The Linux console is most often used in server contexts. It does not have the same capabilities as the terminal emulators available in desktop environments. The console uses fonts in a special format (called PSF), and these can have either 256 or 512 glyphs. The 256 glyph fonts can have 16 colors, while the 512 glyph fonts are restricted to only 8 colors.
The Python Textual package is a Textual User Interface (TUI) library. It uses various Unicode drawing characters for scrollbars, button outlines and other controls. To look good you need these drawing characters, as well as enough letters, numbers and punctuation for the text you want to display.
Textual also needs enough colors to distinguish the controls and add highlights, and eight colors are not enough. This means you cannot use a 512 glyph font, and none of the standard font files supplied have all the drawing characters needed in a 256bglyph font. This font is a solution that contains the drawing characters needed, and enough letters, numbers and punctuation to be useful.
The file textual.psf is a 256 glyph PSF font for use in the Linux console.
It is a subset of Unifont.psf and carries the same license and copyright as the work it is derived from. See Unifoundry site for definitive details. As of Unifont version 13.0.04, the fonts are dual-licensed under the SIL Open Font License (OFL) version 1.1 and the GNU GPL 2+ with the GNU font embedding exception. The Unifoundry site contains a document that describes the copyright protections that protect Unifont, and by derivation, this work.
The subset has been chosen to improve the appearence of applications that use the Python Textual TUI package, but might be useful elsewhere.
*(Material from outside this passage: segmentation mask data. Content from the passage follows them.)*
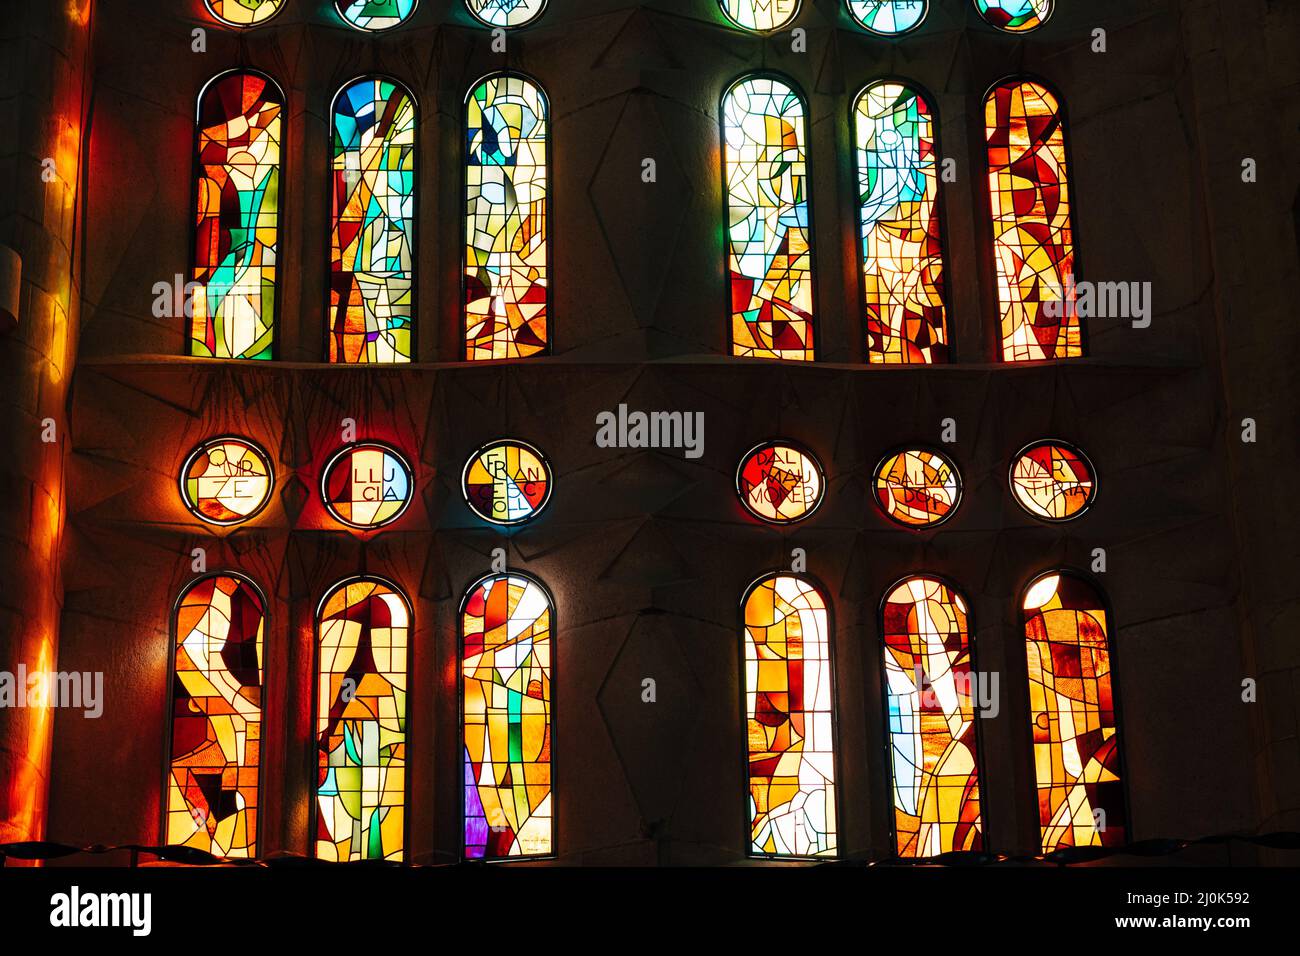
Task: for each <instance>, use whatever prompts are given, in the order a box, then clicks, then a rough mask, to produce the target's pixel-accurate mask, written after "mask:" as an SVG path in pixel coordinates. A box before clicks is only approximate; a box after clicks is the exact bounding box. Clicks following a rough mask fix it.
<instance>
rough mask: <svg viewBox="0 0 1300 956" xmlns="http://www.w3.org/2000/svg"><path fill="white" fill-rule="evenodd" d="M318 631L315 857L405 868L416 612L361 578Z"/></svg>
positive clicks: (403, 600) (387, 589) (322, 623)
mask: <svg viewBox="0 0 1300 956" xmlns="http://www.w3.org/2000/svg"><path fill="white" fill-rule="evenodd" d="M316 626H317V641H318V646H317V650H316V653H317V658H316V680H317V696H316V753H317V769H318V773H317V783H316V832H315V835H313V839H315V843H316V856H317V857H318V858H321V860H333V861H348V860H394V861H400V860H402V858H403V853H404V843H406V766H407V745H406V744H407V646H408V644H409V640H411V606H409V605H408V604H407V600H406V597H403V596H402V594H400V593H399V592H398V591H396V588H394V587H393V585H391V584H389V583H387V581H383V580H380V579H377V578H354V579H351V580H347V581H342V583H341V584H338V585H335V587H334V588H333V589H331V591H330V592H329V593H328V594H326V596H325V600H324V601H321V606H320V613H318V615H317V622H316Z"/></svg>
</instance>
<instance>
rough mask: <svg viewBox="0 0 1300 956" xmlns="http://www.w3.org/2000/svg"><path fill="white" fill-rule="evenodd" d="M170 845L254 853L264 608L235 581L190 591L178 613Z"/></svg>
mask: <svg viewBox="0 0 1300 956" xmlns="http://www.w3.org/2000/svg"><path fill="white" fill-rule="evenodd" d="M174 623H175V628H174V630H173V633H172V636H173V641H174V644H173V667H172V754H170V766H169V769H168V784H166V804H165V805H166V826H165V836H164V839H165V842H166V843H168V844H169V845H185V847H194V848H195V849H201V851H205V852H208V853H213V855H214V856H222V857H252V856H256V853H257V813H259V808H260V806H261V803H260V799H259V796H260V795H259V786H257V784H259V765H260V758H261V688H263V640H264V636H265V633H264V632H265V623H266V620H265V601H264V600H263V596H261V592H259V591H257V587H256V585H255V584H253V583H252V581H250V580H248V579H246V578H240V576H238V575H233V574H220V575H212V576H209V578H203V579H200V580H198V581H195V583H194V584H191V585H190V587H188V588H187V589H186V591H185V593H183V594H182V596H181V600H179V602H178V604H177V607H175V622H174Z"/></svg>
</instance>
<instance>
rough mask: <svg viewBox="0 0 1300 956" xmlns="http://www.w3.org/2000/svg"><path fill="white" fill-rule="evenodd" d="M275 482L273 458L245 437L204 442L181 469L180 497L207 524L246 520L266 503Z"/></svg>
mask: <svg viewBox="0 0 1300 956" xmlns="http://www.w3.org/2000/svg"><path fill="white" fill-rule="evenodd" d="M274 485H276V475H274V472H273V471H272V468H270V458H268V457H266V453H265V451H263V450H261V449H260V447H257V446H256V445H253V444H252V442H251V441H247V440H244V438H231V437H225V438H212V440H211V441H205V442H204V444H203V445H200V446H199V447H196V449H195V450H194V451H191V453H190V457H188V458H187V459H186V462H185V467H183V468H181V499H182V501H185V506H186V507H187V509H190V511H192V512H194V515H195V516H196V518H200V519H201V520H204V522H207V523H208V524H239V523H240V522H247V520H248V519H250V518H252V516H253V515H256V514H257V512H259V511H261V510H263V509H264V507H265V506H266V502H268V501H270V490H272V488H274Z"/></svg>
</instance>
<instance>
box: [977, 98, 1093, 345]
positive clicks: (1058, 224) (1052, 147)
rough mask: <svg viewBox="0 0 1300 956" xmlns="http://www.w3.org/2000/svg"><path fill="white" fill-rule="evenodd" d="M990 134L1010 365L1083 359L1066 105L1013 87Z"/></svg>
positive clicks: (993, 98) (1000, 268) (1002, 283)
mask: <svg viewBox="0 0 1300 956" xmlns="http://www.w3.org/2000/svg"><path fill="white" fill-rule="evenodd" d="M984 133H985V138H987V146H988V187H989V208H991V212H992V216H993V251H995V256H996V260H997V298H998V311H1000V313H1001V324H1002V326H1001V343H1002V360H1004V362H1035V360H1039V359H1070V358H1078V356H1082V355H1083V326H1082V324H1080V321H1079V316H1078V312H1076V311H1075V308H1074V303H1073V298H1074V291H1073V290H1074V282H1075V278H1074V229H1073V226H1071V220H1070V215H1071V213H1070V177H1069V170H1067V164H1066V138H1065V135H1066V134H1065V118H1063V111H1062V108H1061V103H1060V100H1058V99H1057V98H1056V95H1054V94H1053V92H1052V91H1049V90H1048V88H1047V87H1045V86H1043V85H1041V83H1039V82H1036V81H1032V79H1010V81H1006V82H1004V83H1000V85H998V86H996V87H995V88H993V90H992V92H989V95H988V99H987V100H985V101H984Z"/></svg>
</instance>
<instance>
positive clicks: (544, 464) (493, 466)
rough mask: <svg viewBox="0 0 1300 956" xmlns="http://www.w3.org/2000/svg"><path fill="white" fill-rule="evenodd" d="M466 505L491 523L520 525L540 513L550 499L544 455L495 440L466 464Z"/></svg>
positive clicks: (463, 484)
mask: <svg viewBox="0 0 1300 956" xmlns="http://www.w3.org/2000/svg"><path fill="white" fill-rule="evenodd" d="M463 486H464V494H465V502H467V503H468V505H469V507H471V509H473V511H474V514H477V515H478V516H480V518H482V519H485V520H489V522H491V523H493V524H523V523H524V522H530V520H532V519H534V518H537V515H538V514H541V511H542V509H543V507H546V503H547V502H549V501H550V497H551V468H550V464H549V463H547V462H546V455H543V454H542V453H541V451H538V450H537V449H534V447H533V446H532V445H528V444H525V442H521V441H498V442H493V444H491V445H487V446H486V447H484V449H480V450H478V451H476V453H474V455H473V457H472V458H471V459H469V462H467V463H465V471H464V476H463Z"/></svg>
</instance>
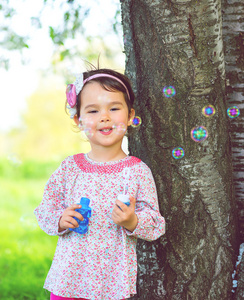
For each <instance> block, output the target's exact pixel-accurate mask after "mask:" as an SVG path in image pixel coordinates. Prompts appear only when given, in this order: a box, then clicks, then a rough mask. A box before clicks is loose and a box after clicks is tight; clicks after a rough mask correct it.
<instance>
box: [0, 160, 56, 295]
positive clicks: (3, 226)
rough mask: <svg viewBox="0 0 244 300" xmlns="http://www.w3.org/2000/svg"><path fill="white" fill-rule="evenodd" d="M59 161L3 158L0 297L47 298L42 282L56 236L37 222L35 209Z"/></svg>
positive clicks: (45, 274)
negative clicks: (52, 234) (35, 161)
mask: <svg viewBox="0 0 244 300" xmlns="http://www.w3.org/2000/svg"><path fill="white" fill-rule="evenodd" d="M56 167H57V164H56V163H44V164H43V165H42V164H41V163H35V162H29V163H25V165H24V164H22V165H19V166H16V165H11V164H9V165H8V163H7V162H6V161H0V228H1V237H0V253H1V255H0V299H1V300H12V299H18V300H22V299H23V300H24V299H31V300H47V299H49V292H47V291H45V290H44V289H43V284H44V281H45V278H46V275H47V272H48V270H49V268H50V265H51V262H52V258H53V255H54V251H55V247H56V243H57V237H51V236H48V235H47V234H45V233H44V232H43V231H42V230H41V229H40V228H39V227H38V225H37V222H36V219H35V216H34V214H33V210H34V209H35V207H36V206H38V205H39V203H40V201H41V199H42V193H43V188H44V185H45V183H46V181H47V179H48V177H49V176H50V175H51V173H52V172H53V171H54V170H55V169H56Z"/></svg>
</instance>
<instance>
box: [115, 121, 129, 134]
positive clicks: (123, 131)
mask: <svg viewBox="0 0 244 300" xmlns="http://www.w3.org/2000/svg"><path fill="white" fill-rule="evenodd" d="M113 129H115V133H116V134H121V135H123V134H125V132H126V129H127V127H126V126H125V124H124V123H119V124H118V125H113Z"/></svg>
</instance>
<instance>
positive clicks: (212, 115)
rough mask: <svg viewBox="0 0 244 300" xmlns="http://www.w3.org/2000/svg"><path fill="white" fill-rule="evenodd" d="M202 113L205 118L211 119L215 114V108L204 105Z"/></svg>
mask: <svg viewBox="0 0 244 300" xmlns="http://www.w3.org/2000/svg"><path fill="white" fill-rule="evenodd" d="M202 113H203V115H204V116H205V117H212V116H213V115H214V114H215V108H214V106H213V105H206V106H204V107H203V109H202Z"/></svg>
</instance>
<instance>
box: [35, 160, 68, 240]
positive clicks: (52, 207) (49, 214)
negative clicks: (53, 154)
mask: <svg viewBox="0 0 244 300" xmlns="http://www.w3.org/2000/svg"><path fill="white" fill-rule="evenodd" d="M64 198H65V161H64V162H62V164H61V165H60V167H59V168H58V169H57V170H56V171H55V172H54V173H53V174H52V176H51V177H50V178H49V180H48V182H47V184H46V186H45V189H44V194H43V199H42V202H41V203H40V205H39V206H38V207H37V208H36V209H35V210H34V214H35V215H36V218H37V221H38V224H39V226H40V228H41V229H42V230H43V231H45V232H46V233H47V234H49V235H63V234H64V233H66V232H67V230H65V231H62V232H61V233H59V232H58V223H59V219H60V217H61V216H62V214H63V212H64V210H65V208H66V207H65V204H64Z"/></svg>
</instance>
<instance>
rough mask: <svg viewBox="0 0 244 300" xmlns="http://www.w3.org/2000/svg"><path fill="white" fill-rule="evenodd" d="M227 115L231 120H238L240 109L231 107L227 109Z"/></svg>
mask: <svg viewBox="0 0 244 300" xmlns="http://www.w3.org/2000/svg"><path fill="white" fill-rule="evenodd" d="M227 115H228V117H229V118H231V119H234V118H237V117H238V116H239V115H240V109H239V108H238V107H237V106H231V107H229V108H228V109H227Z"/></svg>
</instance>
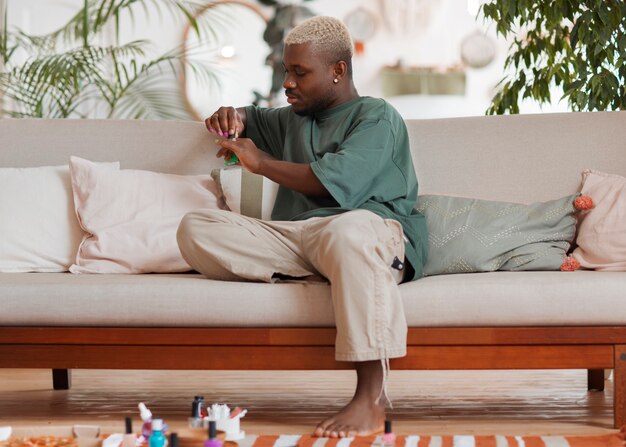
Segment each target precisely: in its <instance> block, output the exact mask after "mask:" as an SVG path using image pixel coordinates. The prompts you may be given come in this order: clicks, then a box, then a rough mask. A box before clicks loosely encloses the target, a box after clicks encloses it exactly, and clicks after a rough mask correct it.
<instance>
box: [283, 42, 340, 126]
mask: <svg viewBox="0 0 626 447" xmlns="http://www.w3.org/2000/svg"><path fill="white" fill-rule="evenodd" d="M283 65H284V67H285V81H284V82H283V87H285V94H286V95H287V102H289V104H291V108H292V109H293V111H294V112H295V113H297V114H298V115H303V116H304V115H313V114H315V113H316V112H321V111H322V110H326V109H328V108H329V107H332V105H333V103H334V101H335V100H336V93H335V86H334V84H333V79H334V65H333V64H330V63H329V61H328V59H327V58H326V57H325V55H324V54H321V53H320V52H314V51H311V48H310V44H308V43H305V44H297V45H286V46H285V51H284V53H283Z"/></svg>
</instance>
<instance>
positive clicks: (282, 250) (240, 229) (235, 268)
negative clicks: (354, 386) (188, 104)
mask: <svg viewBox="0 0 626 447" xmlns="http://www.w3.org/2000/svg"><path fill="white" fill-rule="evenodd" d="M177 238H178V244H179V246H180V251H181V253H182V255H183V258H185V260H186V261H187V262H188V263H189V265H191V266H192V267H193V268H194V269H195V270H197V271H198V272H200V273H202V274H204V275H205V276H206V277H208V278H211V279H218V280H224V281H241V280H249V281H265V282H272V281H275V280H276V276H275V275H276V274H279V275H284V276H288V277H296V278H306V277H310V276H312V275H321V276H323V277H325V278H327V279H328V281H329V282H330V287H331V294H332V299H333V308H334V314H335V325H336V327H337V338H336V341H335V358H336V359H337V360H339V361H366V360H378V359H381V360H387V359H389V358H394V357H403V356H404V355H406V334H407V324H406V320H405V316H404V309H403V306H402V300H401V297H400V291H399V289H398V285H397V284H398V283H399V282H400V281H401V279H402V276H401V272H399V271H398V270H396V269H394V268H392V267H391V264H392V262H393V260H394V257H396V256H397V257H398V259H400V260H404V238H403V233H402V226H401V225H400V223H399V222H397V221H396V220H392V219H383V218H381V217H380V216H378V215H376V214H374V213H372V212H370V211H366V210H355V211H350V212H346V213H344V214H339V215H336V216H331V217H314V218H311V219H307V220H303V221H295V222H292V221H262V220H259V219H255V218H251V217H245V216H241V215H239V214H235V213H233V212H230V211H222V210H199V211H194V212H192V213H189V214H187V215H186V216H185V217H184V218H183V220H182V222H181V224H180V227H179V229H178V234H177Z"/></svg>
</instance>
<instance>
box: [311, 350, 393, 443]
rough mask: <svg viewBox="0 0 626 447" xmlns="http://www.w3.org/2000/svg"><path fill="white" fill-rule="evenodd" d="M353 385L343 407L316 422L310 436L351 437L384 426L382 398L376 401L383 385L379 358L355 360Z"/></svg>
mask: <svg viewBox="0 0 626 447" xmlns="http://www.w3.org/2000/svg"><path fill="white" fill-rule="evenodd" d="M355 369H356V374H357V386H356V391H355V393H354V397H353V398H352V400H351V401H350V403H349V404H348V405H346V406H345V407H344V408H343V410H341V411H340V412H339V413H337V414H336V415H334V416H332V417H330V418H328V419H326V420H324V421H322V422H320V423H319V424H318V426H317V427H316V428H315V432H314V433H313V435H314V436H323V437H325V438H351V437H353V436H357V435H359V436H367V435H371V434H373V433H377V432H381V431H383V429H384V426H385V399H384V398H383V399H380V402H379V403H376V401H377V398H378V396H379V395H380V392H381V387H382V384H383V369H382V365H381V362H380V360H373V361H367V362H356V363H355Z"/></svg>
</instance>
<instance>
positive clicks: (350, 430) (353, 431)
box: [346, 427, 358, 438]
mask: <svg viewBox="0 0 626 447" xmlns="http://www.w3.org/2000/svg"><path fill="white" fill-rule="evenodd" d="M357 434H358V433H357V431H356V429H354V428H353V427H350V429H349V430H348V432H347V433H346V438H354V437H355V436H356V435H357Z"/></svg>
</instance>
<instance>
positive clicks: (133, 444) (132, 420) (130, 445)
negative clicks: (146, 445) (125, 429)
mask: <svg viewBox="0 0 626 447" xmlns="http://www.w3.org/2000/svg"><path fill="white" fill-rule="evenodd" d="M124 425H125V428H126V432H125V434H124V437H123V438H122V444H121V445H120V447H135V446H136V445H137V436H135V434H134V433H133V420H132V418H131V417H130V416H126V419H125V420H124Z"/></svg>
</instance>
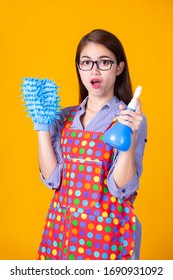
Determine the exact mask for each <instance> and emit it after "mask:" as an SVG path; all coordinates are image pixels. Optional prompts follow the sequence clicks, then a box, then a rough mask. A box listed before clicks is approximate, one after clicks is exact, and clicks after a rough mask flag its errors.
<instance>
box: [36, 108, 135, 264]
mask: <svg viewBox="0 0 173 280" xmlns="http://www.w3.org/2000/svg"><path fill="white" fill-rule="evenodd" d="M75 114H76V111H72V112H71V113H70V114H69V115H68V116H67V118H66V119H65V121H64V124H63V129H62V139H61V144H62V155H63V172H62V182H61V188H60V190H56V191H55V194H54V196H53V199H52V202H51V205H50V209H49V211H48V214H47V218H46V225H45V227H44V231H43V236H42V241H41V244H40V247H39V252H38V259H41V260H58V259H59V260H96V259H101V260H127V259H131V258H132V254H133V250H134V239H135V223H136V221H135V220H136V217H135V215H134V213H133V206H132V203H133V200H134V197H135V196H132V197H130V198H129V199H123V198H116V197H115V196H113V195H111V194H110V192H109V190H108V187H107V184H106V178H107V175H108V171H109V169H110V167H111V165H112V160H113V149H112V148H111V147H110V146H109V145H106V144H105V143H104V134H103V133H100V132H93V131H85V130H84V131H82V130H73V129H70V126H71V123H72V121H73V117H74V115H75Z"/></svg>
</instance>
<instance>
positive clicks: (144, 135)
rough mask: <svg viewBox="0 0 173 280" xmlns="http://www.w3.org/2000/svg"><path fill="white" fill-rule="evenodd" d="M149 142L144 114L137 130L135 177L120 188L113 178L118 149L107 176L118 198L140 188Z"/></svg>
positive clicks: (125, 197)
mask: <svg viewBox="0 0 173 280" xmlns="http://www.w3.org/2000/svg"><path fill="white" fill-rule="evenodd" d="M146 142H147V122H146V118H145V116H143V120H142V123H141V125H140V127H139V129H138V132H137V138H136V147H135V166H136V173H135V175H134V177H133V178H132V179H131V180H130V181H129V182H128V183H127V184H126V185H124V186H123V187H122V188H118V187H117V185H116V182H115V180H114V178H113V175H112V173H113V170H114V167H115V165H116V162H117V160H118V156H119V152H118V151H117V150H116V153H115V155H114V161H113V165H112V167H111V169H110V171H109V173H108V176H107V185H108V188H109V191H110V193H111V194H112V195H113V196H115V197H117V198H128V197H129V196H130V195H132V194H134V193H135V192H136V191H137V189H138V188H139V178H140V176H141V174H142V171H143V165H142V160H143V155H144V149H145V145H146Z"/></svg>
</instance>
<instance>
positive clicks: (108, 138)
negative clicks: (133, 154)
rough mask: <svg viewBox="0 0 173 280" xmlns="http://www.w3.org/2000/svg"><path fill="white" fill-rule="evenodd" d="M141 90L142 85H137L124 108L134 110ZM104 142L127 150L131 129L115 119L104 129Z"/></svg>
mask: <svg viewBox="0 0 173 280" xmlns="http://www.w3.org/2000/svg"><path fill="white" fill-rule="evenodd" d="M141 91H142V87H141V86H138V87H137V88H136V90H135V93H134V96H133V98H132V99H131V101H130V103H129V104H128V106H127V108H126V109H128V110H132V111H135V110H136V105H137V98H138V97H139V96H140V93H141ZM104 142H105V143H106V144H108V145H110V146H112V147H114V148H116V149H118V150H120V151H127V150H128V149H129V148H130V146H131V143H132V129H131V128H130V127H129V126H127V125H124V124H122V123H120V122H118V121H117V123H116V124H115V125H113V126H112V127H111V128H110V129H108V130H107V131H106V133H105V135H104Z"/></svg>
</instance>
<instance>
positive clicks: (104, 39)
mask: <svg viewBox="0 0 173 280" xmlns="http://www.w3.org/2000/svg"><path fill="white" fill-rule="evenodd" d="M89 42H92V43H97V44H102V45H104V46H105V47H106V48H107V49H109V50H110V51H111V52H112V53H113V54H114V55H115V57H116V60H117V63H118V64H119V63H120V62H121V61H124V63H125V66H124V69H123V71H122V73H121V74H120V75H118V76H117V77H116V82H115V83H116V86H114V95H115V96H116V97H118V99H120V100H122V101H124V102H125V103H126V104H128V103H129V102H130V100H131V98H132V85H131V80H130V74H129V70H128V64H127V59H126V55H125V51H124V48H123V46H122V44H121V42H120V40H119V39H118V38H117V37H116V36H115V35H114V34H112V33H110V32H108V31H105V30H102V29H95V30H93V31H91V32H90V33H88V34H86V35H85V36H84V37H83V38H82V39H81V41H80V42H79V44H78V47H77V50H76V71H77V76H78V81H79V91H80V100H79V101H80V102H81V101H83V100H84V99H85V97H86V96H88V91H87V89H86V87H85V86H84V85H83V83H82V81H81V78H80V74H79V70H78V67H77V65H78V63H79V61H80V54H81V52H82V50H83V49H84V47H85V46H86V45H87V43H89Z"/></svg>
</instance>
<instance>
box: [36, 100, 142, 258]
mask: <svg viewBox="0 0 173 280" xmlns="http://www.w3.org/2000/svg"><path fill="white" fill-rule="evenodd" d="M87 99H88V97H87V98H85V100H84V101H83V102H82V103H81V104H80V106H79V109H78V112H77V113H76V115H75V117H74V119H73V123H72V126H71V128H73V129H77V130H83V126H82V124H81V121H80V117H81V116H82V115H83V114H84V112H85V105H86V102H87ZM120 104H122V105H124V106H125V104H124V103H123V102H122V101H119V99H117V98H116V97H115V96H114V97H112V98H111V99H110V100H109V101H108V103H107V104H106V105H104V106H103V107H102V109H101V110H100V111H99V112H98V113H97V114H96V115H95V116H94V118H93V119H92V120H91V122H90V123H89V124H88V125H87V127H86V128H85V130H89V131H98V132H105V130H106V129H107V127H108V126H109V125H110V124H111V122H112V121H113V119H114V118H115V117H116V116H117V115H118V114H119V113H120V110H119V105H120ZM71 109H72V107H68V108H64V109H62V110H61V113H60V119H59V120H56V121H55V123H54V125H52V126H51V129H50V134H51V139H52V145H53V149H54V152H55V155H56V158H57V162H58V163H57V166H56V168H55V170H54V171H53V173H52V175H51V176H50V177H49V179H48V180H45V179H44V178H43V176H42V174H41V179H42V181H43V182H44V184H46V185H47V186H48V187H49V188H51V189H58V188H60V182H61V173H62V168H63V159H62V154H61V149H60V142H61V133H60V128H61V126H62V123H63V120H64V118H65V116H66V115H67V114H68V113H69V112H70V110H71ZM146 137H147V124H146V118H145V116H144V115H143V120H142V122H141V124H140V127H139V129H138V132H137V138H136V147H135V166H136V174H135V175H134V177H133V178H132V179H131V180H130V181H129V182H128V183H127V184H126V185H124V186H123V187H122V188H118V187H117V186H116V183H115V181H114V179H113V176H112V172H113V169H114V167H115V164H116V162H117V160H118V156H119V151H118V150H116V149H115V152H114V160H113V165H112V167H111V169H110V170H109V173H108V177H107V185H108V188H109V191H110V193H111V194H112V195H113V196H115V197H117V198H123V197H129V196H130V195H131V194H133V193H134V192H135V191H136V190H137V189H138V187H139V178H140V176H141V173H142V169H143V168H142V159H143V154H144V149H145V144H146ZM136 225H137V228H136V238H135V250H134V254H133V259H138V258H139V249H140V239H141V226H140V223H139V221H138V219H137V224H136Z"/></svg>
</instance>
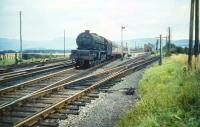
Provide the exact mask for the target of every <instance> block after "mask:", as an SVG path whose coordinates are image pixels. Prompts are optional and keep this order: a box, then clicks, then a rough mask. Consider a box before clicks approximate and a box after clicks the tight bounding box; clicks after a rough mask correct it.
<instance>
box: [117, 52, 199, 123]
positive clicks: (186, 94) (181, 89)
mask: <svg viewBox="0 0 200 127" xmlns="http://www.w3.org/2000/svg"><path fill="white" fill-rule="evenodd" d="M186 62H187V58H185V56H180V55H178V56H172V57H171V58H167V59H165V60H164V64H163V66H157V65H155V66H153V67H151V68H150V69H148V70H146V71H145V74H144V77H143V79H142V80H141V82H140V85H139V93H140V96H141V99H140V100H139V101H138V102H137V103H136V104H135V106H134V107H133V108H132V109H131V110H130V111H129V112H127V113H126V114H125V116H124V117H123V118H122V119H121V120H120V121H119V122H118V123H117V125H116V127H135V126H136V127H199V126H200V73H199V72H196V71H190V72H188V71H187V70H185V69H184V68H185V66H186Z"/></svg>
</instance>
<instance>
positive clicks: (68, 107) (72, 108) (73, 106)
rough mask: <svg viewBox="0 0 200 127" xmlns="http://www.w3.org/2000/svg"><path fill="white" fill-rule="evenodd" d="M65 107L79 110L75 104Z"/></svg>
mask: <svg viewBox="0 0 200 127" xmlns="http://www.w3.org/2000/svg"><path fill="white" fill-rule="evenodd" d="M66 109H69V110H79V106H77V105H66Z"/></svg>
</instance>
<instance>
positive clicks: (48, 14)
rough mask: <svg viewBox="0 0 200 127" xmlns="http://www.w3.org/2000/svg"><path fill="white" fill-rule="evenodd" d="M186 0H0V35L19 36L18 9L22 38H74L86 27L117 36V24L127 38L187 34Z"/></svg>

It has a full set of block drawing glyphs, and single and double line box drawing glyphs. Heavy line box drawing glyphs are mapped to the corresponding double line shape. It contains enough letter forms for at least some Western European languages, but not all, and certainly not for Central European, Cyrillic, Arabic or Asian languages.
The psf file was constructed using John Zaitseff's console-font-utils. The distributed Unifont.psf was converted to an editable .psftx file with the psf2psftx utility. The file was edited to produce the subset in textual.psftx, and converted back with psftx2psf.
This font is only relevant for the Linux VT console. It is no use in a GUI. To set it, use the setfont utility.
setfont textual.psfThis might be added to say .profile or similar start-up file.